Não gostei do tom que ele usou e olhei para meu pai, que me encarava em silêncio, pedindo calma. Eu estava ficando cada vez mais tenso e alerta, então deixei meu instinto tomar conta de mim, coloquei a arma no meu coldre e retomei a fala, encarando Salvatore diretamente.

— Então vamos dar início, pois tenho outras questões relevantes a tratar ainda hoje.

Salvatore riu outra vez, olhando para mim. A atitude dele já estava me incomodando, já que dois dos vários traços de personalidade que herdei do meu pai e do meu avô foram a impaciência e a aversão a joguinhos. Desviei meu olhar para o meu pai, que, com um gesto de cabeça, me pediu mais uma vez para manter a calma.

― Não temos interesse em desmantelar a aliança entre a Cosa Nostra e a Outfit, pois ela nos fortalece e sempre nos trouxe bons resultados. Seria lamentável se isso ocorresse.

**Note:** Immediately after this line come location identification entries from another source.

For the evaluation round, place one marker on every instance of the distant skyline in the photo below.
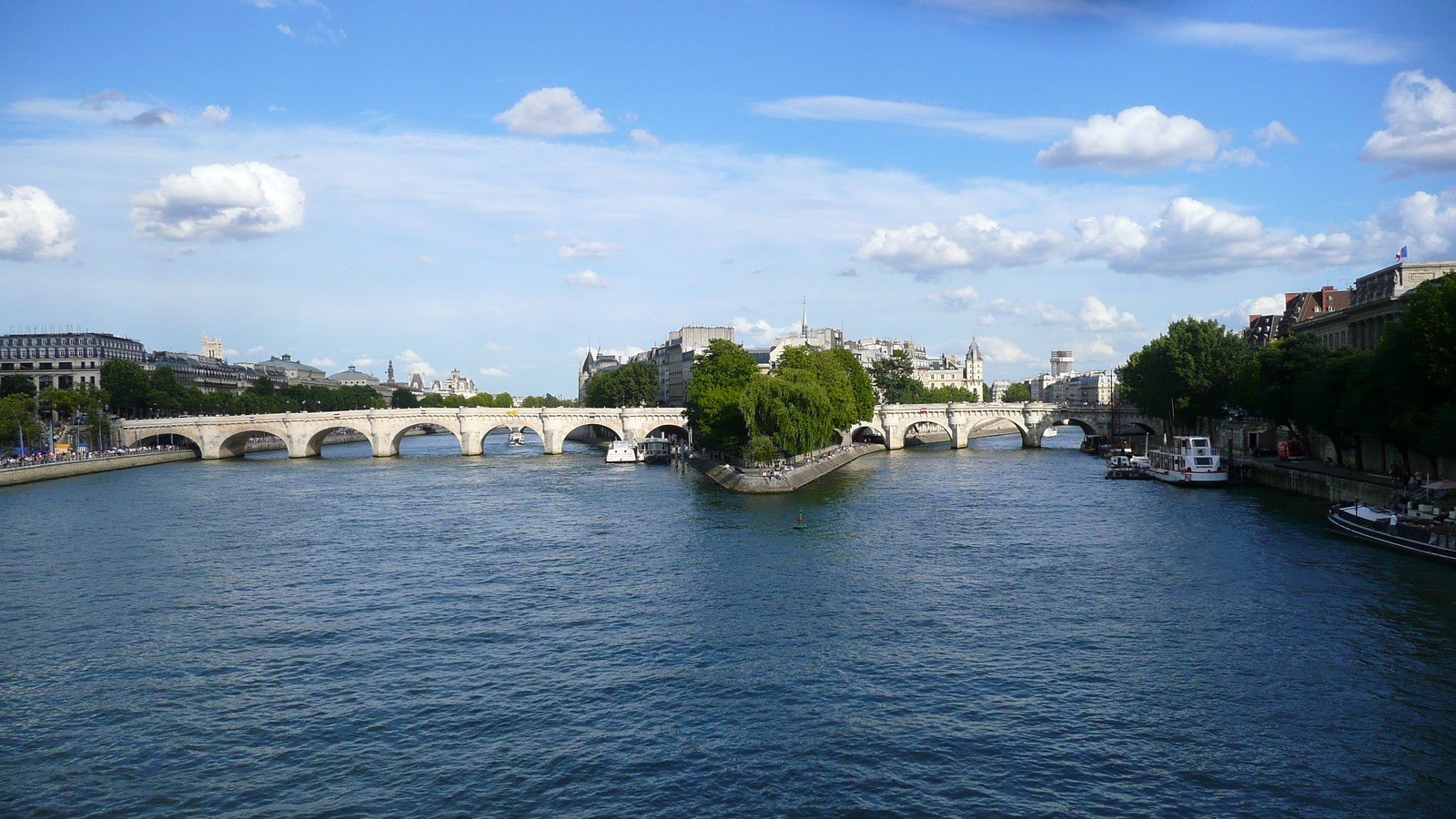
(499, 187)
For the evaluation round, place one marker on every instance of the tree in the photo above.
(127, 383)
(16, 385)
(630, 385)
(1194, 370)
(895, 378)
(1016, 394)
(16, 420)
(720, 376)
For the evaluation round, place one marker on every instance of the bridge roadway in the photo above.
(226, 436)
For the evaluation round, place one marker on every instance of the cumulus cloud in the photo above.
(761, 331)
(1097, 317)
(976, 242)
(34, 228)
(1420, 116)
(1136, 140)
(552, 113)
(216, 114)
(586, 278)
(861, 109)
(220, 201)
(1273, 135)
(1001, 351)
(956, 300)
(1188, 238)
(587, 249)
(1340, 46)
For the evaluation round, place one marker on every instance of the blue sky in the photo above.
(495, 186)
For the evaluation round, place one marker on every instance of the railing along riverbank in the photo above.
(29, 470)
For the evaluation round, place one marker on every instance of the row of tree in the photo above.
(797, 409)
(1401, 394)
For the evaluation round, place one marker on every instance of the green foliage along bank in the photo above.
(800, 407)
(1400, 394)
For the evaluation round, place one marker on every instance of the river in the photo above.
(987, 632)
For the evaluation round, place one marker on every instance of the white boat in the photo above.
(622, 452)
(1190, 462)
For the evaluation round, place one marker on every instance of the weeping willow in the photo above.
(793, 409)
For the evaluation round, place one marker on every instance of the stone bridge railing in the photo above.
(226, 436)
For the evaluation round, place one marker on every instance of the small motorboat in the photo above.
(622, 452)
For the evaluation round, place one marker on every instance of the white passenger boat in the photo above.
(1420, 535)
(622, 452)
(1188, 462)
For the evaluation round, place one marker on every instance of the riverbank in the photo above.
(1318, 480)
(762, 481)
(89, 465)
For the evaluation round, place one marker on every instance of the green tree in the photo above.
(720, 376)
(127, 383)
(16, 420)
(1194, 370)
(895, 378)
(1016, 394)
(16, 385)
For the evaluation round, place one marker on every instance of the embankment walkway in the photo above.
(87, 465)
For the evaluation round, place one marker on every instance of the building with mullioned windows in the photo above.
(65, 359)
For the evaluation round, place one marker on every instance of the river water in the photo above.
(989, 632)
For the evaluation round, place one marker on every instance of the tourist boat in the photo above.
(1188, 462)
(1420, 535)
(655, 450)
(622, 452)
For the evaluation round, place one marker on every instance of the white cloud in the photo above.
(858, 108)
(216, 114)
(1136, 140)
(1274, 133)
(1001, 351)
(1259, 307)
(976, 242)
(220, 201)
(1309, 46)
(414, 363)
(1097, 317)
(587, 249)
(586, 278)
(552, 113)
(761, 331)
(33, 227)
(1420, 116)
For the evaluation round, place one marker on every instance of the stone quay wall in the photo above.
(86, 467)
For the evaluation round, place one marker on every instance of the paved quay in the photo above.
(89, 465)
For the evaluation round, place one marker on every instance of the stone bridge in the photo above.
(1031, 420)
(226, 436)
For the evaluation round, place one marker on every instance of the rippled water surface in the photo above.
(980, 632)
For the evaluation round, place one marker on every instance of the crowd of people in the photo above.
(40, 458)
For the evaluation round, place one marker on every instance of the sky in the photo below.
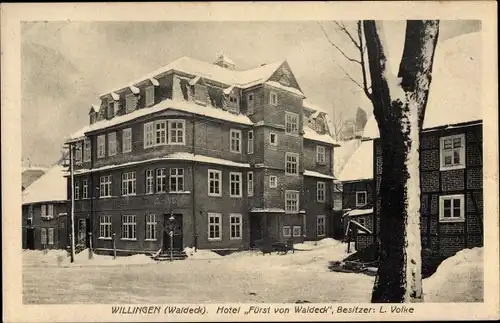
(65, 66)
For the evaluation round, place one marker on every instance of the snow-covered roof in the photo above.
(243, 79)
(360, 165)
(455, 93)
(312, 173)
(185, 106)
(313, 135)
(175, 156)
(49, 187)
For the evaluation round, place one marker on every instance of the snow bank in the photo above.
(457, 279)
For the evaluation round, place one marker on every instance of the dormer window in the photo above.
(150, 96)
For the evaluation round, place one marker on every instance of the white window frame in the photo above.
(294, 131)
(149, 95)
(149, 135)
(271, 134)
(320, 155)
(453, 217)
(358, 203)
(250, 141)
(101, 146)
(236, 227)
(288, 195)
(214, 224)
(127, 140)
(129, 227)
(321, 225)
(461, 152)
(151, 225)
(170, 137)
(112, 143)
(287, 231)
(296, 173)
(237, 140)
(250, 182)
(85, 189)
(176, 177)
(239, 183)
(271, 184)
(105, 184)
(105, 227)
(150, 181)
(129, 184)
(273, 98)
(217, 180)
(161, 176)
(87, 150)
(320, 189)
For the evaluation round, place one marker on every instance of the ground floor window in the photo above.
(320, 225)
(236, 226)
(214, 226)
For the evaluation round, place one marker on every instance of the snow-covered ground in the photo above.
(206, 277)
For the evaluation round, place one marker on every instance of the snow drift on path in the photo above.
(457, 279)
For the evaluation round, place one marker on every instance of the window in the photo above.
(112, 144)
(214, 226)
(250, 142)
(105, 186)
(78, 153)
(77, 190)
(287, 231)
(452, 152)
(85, 189)
(151, 227)
(105, 227)
(320, 155)
(273, 98)
(127, 140)
(130, 103)
(128, 183)
(50, 236)
(176, 179)
(176, 130)
(148, 135)
(87, 149)
(320, 191)
(250, 183)
(360, 198)
(161, 182)
(214, 182)
(236, 226)
(150, 96)
(320, 225)
(235, 141)
(149, 181)
(292, 163)
(235, 184)
(160, 132)
(291, 123)
(101, 146)
(451, 208)
(128, 227)
(273, 139)
(273, 181)
(291, 201)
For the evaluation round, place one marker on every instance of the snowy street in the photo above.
(244, 277)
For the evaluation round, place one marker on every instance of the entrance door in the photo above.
(172, 223)
(30, 238)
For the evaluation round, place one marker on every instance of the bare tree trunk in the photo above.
(399, 106)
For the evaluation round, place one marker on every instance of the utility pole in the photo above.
(71, 156)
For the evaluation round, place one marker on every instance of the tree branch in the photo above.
(336, 47)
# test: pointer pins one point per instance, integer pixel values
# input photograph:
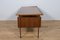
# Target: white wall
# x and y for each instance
(50, 8)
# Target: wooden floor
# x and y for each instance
(50, 30)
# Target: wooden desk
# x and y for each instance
(29, 17)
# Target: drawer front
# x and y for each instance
(30, 22)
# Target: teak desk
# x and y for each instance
(29, 17)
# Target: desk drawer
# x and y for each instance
(29, 22)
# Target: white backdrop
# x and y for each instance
(50, 8)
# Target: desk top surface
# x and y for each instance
(29, 10)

Temos a Bratva como inimigo em comum e precisamos continuar unindo forças.

Nesse instante, o homem dirigiu o olhar ao meu pai, que, por sua vez, me olhou com uma expressão tensa.

— Salvatore deseja você como genro, Ricardo — anunciou meu pai, pondo fim ao suspense.

Fui pego de surpresa por aquela revelação. Estar sempre pronto para qualquer situação era uma característica minha, porém se casar aos dezenove anos nunca fez parte dos meus planos. Além disso, meu pai sempre deixou claro que meu casamento seria algo para um futuro a médio prazo e que eu poderia escolher a mulher com quem quisesse me unir, desde que fosse alguém de dentro da Máfia, é claro.

Nasci no mundo da Máfia e estava destinado a me tornar o próximo Don. Por isso, tinha consciência de que meu casamento seria exigido mais cedo do que o dos meus primos, porém não esperava que fosse tão cedo. Naquela hora, pude entender os olhares curiosos de meu pai e Tio Dante.

Salvatore interrompeu meus pensamentos ao deslizar seu celular em minha direção sobre a mesa.

― Olhe, esta é minha filha. Ela não é bonita? — indagou ele.

Relutantemente, peguei o celular e fiquei chocado ao olhar a foto. A garota deveria ter no máximo uns quatorze anos. Ela é uma criança, caramba! Que porcaria é essa? Eu não conseguia aceitar que meu pai estava apoiando uma coisa daquelas.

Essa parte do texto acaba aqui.